Pero volvamos a Martina. Una tarde, luego de pagarme, escucho que la mamá le dice:
- ¿Cuánto debería darte de cambio? (Acá le dicen cambio al vuelto)
Veo a Martina haciendo cálculos mentales, y yo -de metida y queriendo ayudar- le digo que si quiere le doy el ticket, porque quizás visualizando el monto es más fácil calcular. La mamá me hace un gesto con la mano de que no, y que la deje.
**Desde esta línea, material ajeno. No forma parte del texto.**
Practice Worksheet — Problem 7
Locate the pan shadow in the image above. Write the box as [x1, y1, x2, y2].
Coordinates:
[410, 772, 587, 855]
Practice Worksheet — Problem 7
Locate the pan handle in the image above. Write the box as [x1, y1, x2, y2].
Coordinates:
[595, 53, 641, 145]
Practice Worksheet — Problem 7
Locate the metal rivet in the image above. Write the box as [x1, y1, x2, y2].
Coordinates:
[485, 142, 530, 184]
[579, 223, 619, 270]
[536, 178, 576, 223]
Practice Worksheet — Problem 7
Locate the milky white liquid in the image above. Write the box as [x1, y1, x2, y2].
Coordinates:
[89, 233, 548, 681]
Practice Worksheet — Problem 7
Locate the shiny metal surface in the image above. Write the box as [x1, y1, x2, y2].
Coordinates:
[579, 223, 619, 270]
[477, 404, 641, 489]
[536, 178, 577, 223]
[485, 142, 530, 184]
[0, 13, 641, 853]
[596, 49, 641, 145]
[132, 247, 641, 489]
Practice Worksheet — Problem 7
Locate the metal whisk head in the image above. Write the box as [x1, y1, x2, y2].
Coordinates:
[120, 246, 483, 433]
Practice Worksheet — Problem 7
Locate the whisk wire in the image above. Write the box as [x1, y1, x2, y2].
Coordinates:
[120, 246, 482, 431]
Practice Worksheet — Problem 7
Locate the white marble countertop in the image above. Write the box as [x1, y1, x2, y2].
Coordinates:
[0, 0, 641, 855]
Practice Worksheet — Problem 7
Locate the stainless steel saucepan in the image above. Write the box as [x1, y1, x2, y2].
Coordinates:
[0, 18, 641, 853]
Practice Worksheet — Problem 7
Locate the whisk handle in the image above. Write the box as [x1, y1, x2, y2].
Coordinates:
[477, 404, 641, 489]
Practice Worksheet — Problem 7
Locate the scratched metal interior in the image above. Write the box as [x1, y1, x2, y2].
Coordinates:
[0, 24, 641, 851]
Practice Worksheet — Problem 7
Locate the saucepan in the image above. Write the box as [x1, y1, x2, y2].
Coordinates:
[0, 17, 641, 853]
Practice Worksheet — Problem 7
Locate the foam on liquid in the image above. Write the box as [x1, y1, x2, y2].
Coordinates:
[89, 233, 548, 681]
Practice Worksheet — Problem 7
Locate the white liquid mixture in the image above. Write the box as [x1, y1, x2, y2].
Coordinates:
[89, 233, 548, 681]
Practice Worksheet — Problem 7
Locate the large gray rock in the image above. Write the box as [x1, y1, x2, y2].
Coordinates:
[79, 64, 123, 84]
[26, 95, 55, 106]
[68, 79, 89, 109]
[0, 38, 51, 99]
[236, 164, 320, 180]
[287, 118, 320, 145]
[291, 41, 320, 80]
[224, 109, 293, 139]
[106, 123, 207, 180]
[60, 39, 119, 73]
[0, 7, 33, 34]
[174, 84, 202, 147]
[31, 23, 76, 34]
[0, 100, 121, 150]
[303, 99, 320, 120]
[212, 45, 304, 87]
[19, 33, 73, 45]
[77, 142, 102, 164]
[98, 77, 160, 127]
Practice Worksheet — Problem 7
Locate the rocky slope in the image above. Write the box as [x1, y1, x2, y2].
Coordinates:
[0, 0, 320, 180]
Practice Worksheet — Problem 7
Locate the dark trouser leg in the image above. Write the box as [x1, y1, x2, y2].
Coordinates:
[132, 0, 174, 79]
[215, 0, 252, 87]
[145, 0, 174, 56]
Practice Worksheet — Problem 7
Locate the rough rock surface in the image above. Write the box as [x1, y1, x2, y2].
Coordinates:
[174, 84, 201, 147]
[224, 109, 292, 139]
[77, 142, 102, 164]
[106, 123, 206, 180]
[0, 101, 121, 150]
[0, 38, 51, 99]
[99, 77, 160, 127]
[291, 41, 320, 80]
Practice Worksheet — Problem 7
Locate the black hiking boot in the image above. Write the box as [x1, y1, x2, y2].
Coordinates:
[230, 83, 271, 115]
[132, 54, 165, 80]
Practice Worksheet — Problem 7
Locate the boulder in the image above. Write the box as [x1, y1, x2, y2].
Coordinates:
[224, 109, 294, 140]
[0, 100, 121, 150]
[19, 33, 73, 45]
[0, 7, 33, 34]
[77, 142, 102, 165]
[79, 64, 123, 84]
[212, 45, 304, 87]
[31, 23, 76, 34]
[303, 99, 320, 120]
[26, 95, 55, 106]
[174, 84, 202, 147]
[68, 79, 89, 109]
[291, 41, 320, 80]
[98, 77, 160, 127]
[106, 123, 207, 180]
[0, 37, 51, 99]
Ahí entendí la dinámica, la intención era estimular a Martina a realizar cálculos mentales. Demás está decir que Martina le pega a la perfección al vuelto, y hay que decirlo, más rápido que yo que tengo que darle el cambio jaja. A ella parecía agradarle el desafío, al menos hasta ese día.
PERO UNA TARDE
Una tarde, de muchísimo frío, pasaron un buen rato sentadas, y parecían conversar bastante. Cuando llegó el momento de pagar, la mamá me pregunta cuánto es, yo le respondo, y hace gesto a Martina de que calcule. En ese momento, Martina le hace una mueca de que no tenía ganas, y la mamá insiste sin dar lugar a unas “vacaciones” de cálculos mentales.
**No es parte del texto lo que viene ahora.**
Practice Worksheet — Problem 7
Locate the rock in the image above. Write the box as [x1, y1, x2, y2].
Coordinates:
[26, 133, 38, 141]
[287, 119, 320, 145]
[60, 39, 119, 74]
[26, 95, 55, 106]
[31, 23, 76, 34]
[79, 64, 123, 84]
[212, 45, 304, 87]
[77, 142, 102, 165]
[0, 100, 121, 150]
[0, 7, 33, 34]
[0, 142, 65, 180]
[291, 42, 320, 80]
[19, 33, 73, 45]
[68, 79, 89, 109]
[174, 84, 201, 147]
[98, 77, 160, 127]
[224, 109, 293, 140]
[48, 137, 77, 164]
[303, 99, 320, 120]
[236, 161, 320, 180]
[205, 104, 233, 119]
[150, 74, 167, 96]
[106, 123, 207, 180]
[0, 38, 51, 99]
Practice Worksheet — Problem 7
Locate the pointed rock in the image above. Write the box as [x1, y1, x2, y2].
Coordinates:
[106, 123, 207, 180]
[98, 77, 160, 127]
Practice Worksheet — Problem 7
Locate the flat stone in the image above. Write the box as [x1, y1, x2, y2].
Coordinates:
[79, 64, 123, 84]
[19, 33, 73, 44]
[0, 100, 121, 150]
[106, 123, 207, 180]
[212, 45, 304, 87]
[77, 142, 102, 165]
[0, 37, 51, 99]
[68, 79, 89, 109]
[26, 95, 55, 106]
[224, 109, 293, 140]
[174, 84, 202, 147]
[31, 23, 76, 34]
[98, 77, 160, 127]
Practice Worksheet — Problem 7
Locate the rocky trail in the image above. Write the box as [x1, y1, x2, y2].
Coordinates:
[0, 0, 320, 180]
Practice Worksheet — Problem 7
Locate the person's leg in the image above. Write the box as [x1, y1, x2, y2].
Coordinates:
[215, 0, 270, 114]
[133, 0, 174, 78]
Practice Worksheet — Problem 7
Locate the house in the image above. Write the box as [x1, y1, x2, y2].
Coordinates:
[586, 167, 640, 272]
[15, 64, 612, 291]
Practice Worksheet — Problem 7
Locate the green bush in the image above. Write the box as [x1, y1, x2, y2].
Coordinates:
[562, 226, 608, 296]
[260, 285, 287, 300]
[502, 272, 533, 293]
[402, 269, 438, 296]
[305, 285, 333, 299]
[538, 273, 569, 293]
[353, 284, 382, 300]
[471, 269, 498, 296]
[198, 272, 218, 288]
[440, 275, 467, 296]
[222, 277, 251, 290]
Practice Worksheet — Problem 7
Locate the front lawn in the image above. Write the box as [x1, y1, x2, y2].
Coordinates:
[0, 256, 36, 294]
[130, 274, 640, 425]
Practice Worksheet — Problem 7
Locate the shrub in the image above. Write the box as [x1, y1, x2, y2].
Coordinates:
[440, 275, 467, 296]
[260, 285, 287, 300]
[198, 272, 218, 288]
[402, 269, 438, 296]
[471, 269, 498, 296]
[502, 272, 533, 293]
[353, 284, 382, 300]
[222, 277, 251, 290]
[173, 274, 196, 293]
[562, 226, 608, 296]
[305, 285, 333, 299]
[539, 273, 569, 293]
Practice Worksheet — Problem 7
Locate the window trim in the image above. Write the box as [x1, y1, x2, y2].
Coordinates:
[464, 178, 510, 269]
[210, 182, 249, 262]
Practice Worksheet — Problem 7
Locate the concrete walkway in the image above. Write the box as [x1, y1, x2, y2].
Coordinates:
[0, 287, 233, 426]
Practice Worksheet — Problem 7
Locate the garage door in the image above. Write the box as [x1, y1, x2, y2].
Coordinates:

La cara de Martina en el mostrador esta vez fue diferente, y pareció que esa última escena se había robado todo el protagonismo, diluyendo las conversaciones divertidas que habían tenido con su mamá hacía unas horas.
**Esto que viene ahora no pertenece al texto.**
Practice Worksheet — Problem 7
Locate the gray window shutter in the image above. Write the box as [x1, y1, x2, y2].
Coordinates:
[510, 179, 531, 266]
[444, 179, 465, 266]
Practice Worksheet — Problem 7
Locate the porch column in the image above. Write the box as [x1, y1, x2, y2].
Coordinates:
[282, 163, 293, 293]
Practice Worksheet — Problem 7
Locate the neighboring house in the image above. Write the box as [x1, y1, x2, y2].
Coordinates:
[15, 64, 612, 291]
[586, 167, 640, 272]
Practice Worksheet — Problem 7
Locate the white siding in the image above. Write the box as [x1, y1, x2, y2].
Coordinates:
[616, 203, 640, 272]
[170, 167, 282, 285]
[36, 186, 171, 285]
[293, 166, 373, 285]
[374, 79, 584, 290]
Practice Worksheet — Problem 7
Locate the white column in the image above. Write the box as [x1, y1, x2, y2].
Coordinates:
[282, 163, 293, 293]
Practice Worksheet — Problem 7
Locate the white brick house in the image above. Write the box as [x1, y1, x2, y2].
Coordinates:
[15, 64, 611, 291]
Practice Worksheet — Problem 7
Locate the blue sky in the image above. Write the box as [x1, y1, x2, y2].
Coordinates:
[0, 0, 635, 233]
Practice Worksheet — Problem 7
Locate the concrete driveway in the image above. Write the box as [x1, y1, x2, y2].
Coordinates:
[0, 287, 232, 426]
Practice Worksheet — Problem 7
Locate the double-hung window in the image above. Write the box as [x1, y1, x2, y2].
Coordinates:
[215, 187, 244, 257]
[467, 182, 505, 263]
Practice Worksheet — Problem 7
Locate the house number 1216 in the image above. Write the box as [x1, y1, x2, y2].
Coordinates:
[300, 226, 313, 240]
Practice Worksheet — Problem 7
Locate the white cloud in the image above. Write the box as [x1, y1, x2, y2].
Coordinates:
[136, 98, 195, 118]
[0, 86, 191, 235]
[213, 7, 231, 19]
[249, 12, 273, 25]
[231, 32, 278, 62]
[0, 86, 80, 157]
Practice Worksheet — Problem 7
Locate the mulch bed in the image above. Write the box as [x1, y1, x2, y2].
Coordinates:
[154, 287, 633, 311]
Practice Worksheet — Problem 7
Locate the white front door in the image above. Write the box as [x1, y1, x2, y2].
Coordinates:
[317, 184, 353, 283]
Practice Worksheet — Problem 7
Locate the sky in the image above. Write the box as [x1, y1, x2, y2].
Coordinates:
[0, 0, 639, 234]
Obvio que le pegó a la perfección, al punto que yo reviso siempre a la hora de darle el vuelto, porque me da miedo hasta a mi errarle, jaja
CORTITO Y AL PIÉ
Admiro mucho a esas mamás y a esos papás que encuentran la oportunidad del aprendizaje en el día a día desde el juego. No tengo dudas -y lo dice la ciencia- que esos aprendizajes después son los que más quedan, porque entra la emocionalidad, el afecto, los sentimientos, y muchísimas dimensiones que hacen que eso quede
PERO: ¿Qué pasa cuándo deja de ser divertido? Creo que en el momento en que ya no hay complicidad o disfrute, y aparece la obligación o la presión, deja de ser un juego para convertirse en otra cosa. Es como si se traspasara la fina línea de la diversión a una especie de sobre-exigencia. Y no es que crea que no debe haber esfuerzo en el aprendizaje ¡y claro que la exigencia es buena! – en su justa medida- pero entonces ordenemos los frasquitos y a cada momento su objetivo.
¿Qué quiero decir? Si es un juego es un juego, y los juegos si no hay ganas no se juegan. Ahora, si quiero que aprenda cálculo mental más allá de las ganas, estableceré un espacio, un horario y un momento en el que sea para eso y haya claridad que el esfuerzo hará bien, que será bueno para ella y que la exigencia en su justa medida será algo a favor.
Pero cuando se pasa fina línea entre lo lúdico y la obligación, queriendo sostener que aún es un juego, quizás podríamos estar sembrando en nuestros peques una pizca de autoexigencia por sobre el disfrute, y quizás esto pasará factura unos años más tarde.